Sunday, March 3, 2013

Iran reset: Challenges for next four years

By Former Rep. Patrick Kennedy (D-R.I.) - 01/29/13 02:30 PM ET

During WWII, Winston Churchill famously opined that, “You can always count on the Americans to do the right thing---after they’ve tried everything else!” Today, those very words aptly describe U.S. policy towards Iran.

While engagement has only emboldened Tehran, and sanctions have proven to be insufficient, military action risks Armageddon. As the president begins his second term, he should be convinced that “everything else” has already been tried; it is now time to do “the right thing,” when it comes to Iran policy.
Last October’s, albeit belated, administration decision to remove the principal Iranian opposition movement, the Mujahedin-e Khalq (MEK), from an unjustified State Department blacklist -- was clearly the first step in the right direction.

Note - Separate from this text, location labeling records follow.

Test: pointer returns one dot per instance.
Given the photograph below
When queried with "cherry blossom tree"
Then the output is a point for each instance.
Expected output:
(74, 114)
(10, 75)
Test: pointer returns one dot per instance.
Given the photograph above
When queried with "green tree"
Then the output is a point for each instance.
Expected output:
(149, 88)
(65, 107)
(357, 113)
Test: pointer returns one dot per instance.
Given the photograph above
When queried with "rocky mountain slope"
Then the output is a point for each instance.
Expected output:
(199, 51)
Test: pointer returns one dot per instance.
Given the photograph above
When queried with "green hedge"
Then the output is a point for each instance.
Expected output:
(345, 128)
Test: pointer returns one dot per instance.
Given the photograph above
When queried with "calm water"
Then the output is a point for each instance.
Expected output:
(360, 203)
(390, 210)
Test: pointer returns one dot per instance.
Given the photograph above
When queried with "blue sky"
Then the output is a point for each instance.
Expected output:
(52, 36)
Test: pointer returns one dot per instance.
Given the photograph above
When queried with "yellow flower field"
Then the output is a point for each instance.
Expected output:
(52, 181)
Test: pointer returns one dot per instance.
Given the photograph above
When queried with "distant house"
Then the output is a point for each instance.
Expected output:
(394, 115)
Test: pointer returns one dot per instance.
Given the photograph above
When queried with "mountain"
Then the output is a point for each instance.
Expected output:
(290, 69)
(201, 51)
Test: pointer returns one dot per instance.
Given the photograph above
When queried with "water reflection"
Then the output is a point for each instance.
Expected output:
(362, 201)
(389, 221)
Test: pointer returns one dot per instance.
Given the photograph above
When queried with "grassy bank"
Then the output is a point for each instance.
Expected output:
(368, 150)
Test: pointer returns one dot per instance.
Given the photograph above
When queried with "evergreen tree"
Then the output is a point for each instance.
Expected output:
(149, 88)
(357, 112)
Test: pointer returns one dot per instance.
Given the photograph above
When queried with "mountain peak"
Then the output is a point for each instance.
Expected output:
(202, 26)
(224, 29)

Delisting MEK signals to Tehran that the U.S. intends to reset policy by finally factoring in the Iranian people and the organized resistance movement committed to replacing the mullahs with a democratic, secular, nuclear-free republic. Secretary Hillary Clinton’s courageous decision presented a watershed opportunity to change Iran from within. Moving forward, the Obama Administration should now reach out to the MEK as part of a calibrated effort to ratchet up pressure against the clerical regime in Tehran, while exploring the possibilities within the Iranian opposition as the people step up their opposition to Iranian rulers.

As a Pentagon-funded report by the Federal Research Division of the Library of Congress noted in December, Tehran “considers the Mojahedin-e-Khalq to be the organization that most threatens the Islamic Republic of Iran.”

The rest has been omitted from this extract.